Der aktuelle Fall des Schreiadlers “BB” nördlich von Berlin zeigt: An kritischen Standorten kann es zu populationsbelastenden Konflikten mit dem Artenschutz kommen. Damit das nicht passiert, sind eine Flächenausweisung unter strenger Berücksichtigung der naturschutzfachlichen Gegebenheiten und der Abstandsempfehlungen des Helgoländer Papiers entscheidend. Dies gilt umso mehr, als dass die Bundesländer jetzt zwei Prozent der Landesfläche für Windenergie ausweisen sollen. 
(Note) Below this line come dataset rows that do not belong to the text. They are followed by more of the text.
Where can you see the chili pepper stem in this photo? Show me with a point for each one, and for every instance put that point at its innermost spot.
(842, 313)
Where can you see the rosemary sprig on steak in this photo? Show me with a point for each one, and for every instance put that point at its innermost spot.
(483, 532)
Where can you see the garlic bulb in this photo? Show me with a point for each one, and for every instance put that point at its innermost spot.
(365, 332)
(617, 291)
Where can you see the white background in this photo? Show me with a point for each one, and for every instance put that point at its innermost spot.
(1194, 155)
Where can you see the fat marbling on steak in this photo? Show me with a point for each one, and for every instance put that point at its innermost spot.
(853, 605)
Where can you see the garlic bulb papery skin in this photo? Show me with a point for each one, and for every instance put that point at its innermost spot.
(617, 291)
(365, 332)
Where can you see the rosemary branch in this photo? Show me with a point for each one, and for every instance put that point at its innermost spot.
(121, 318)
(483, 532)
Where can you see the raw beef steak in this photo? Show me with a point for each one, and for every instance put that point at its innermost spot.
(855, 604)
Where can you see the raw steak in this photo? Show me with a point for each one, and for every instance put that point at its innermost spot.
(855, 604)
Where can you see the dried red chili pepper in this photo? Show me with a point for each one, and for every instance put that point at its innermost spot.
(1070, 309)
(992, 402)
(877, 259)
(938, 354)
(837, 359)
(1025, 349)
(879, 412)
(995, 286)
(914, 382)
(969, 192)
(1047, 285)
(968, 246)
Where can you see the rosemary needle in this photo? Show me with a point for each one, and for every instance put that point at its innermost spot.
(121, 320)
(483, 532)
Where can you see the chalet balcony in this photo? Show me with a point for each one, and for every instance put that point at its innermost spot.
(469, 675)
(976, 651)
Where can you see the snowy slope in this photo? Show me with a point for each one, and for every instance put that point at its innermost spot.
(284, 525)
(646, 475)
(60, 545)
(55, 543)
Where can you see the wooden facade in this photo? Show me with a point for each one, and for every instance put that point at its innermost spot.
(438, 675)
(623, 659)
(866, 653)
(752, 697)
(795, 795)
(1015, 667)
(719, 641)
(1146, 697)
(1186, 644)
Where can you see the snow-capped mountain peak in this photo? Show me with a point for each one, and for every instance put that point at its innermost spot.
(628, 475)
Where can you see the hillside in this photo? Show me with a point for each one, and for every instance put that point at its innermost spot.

Dazu sagt NABU-Bundesgeschäftsführer Leif Miller: “Vor allem die gute Auswahl der Flächen hat entscheidenden Einfluss darauf, wie gut Naturschutz und Klimaschutz sich gegenseitig ergänzen. Windenergiesensible Arten benötigen noch mehr Unterstützung. Gezielte Artenhilfsprogramme aber auch Renaturierung können unter anderem durch lebensraumfördernde Maßnahmen die vom Windenergieausbau betroffenen Arten unterstützen. Der Schreiadler profitiert zum Beispiel von der gezielten Wiedervernässung von Mooren und Wiesen, gleichzeitig ein starker Beitrag zum natürlichen Klimaschutz." (NABU)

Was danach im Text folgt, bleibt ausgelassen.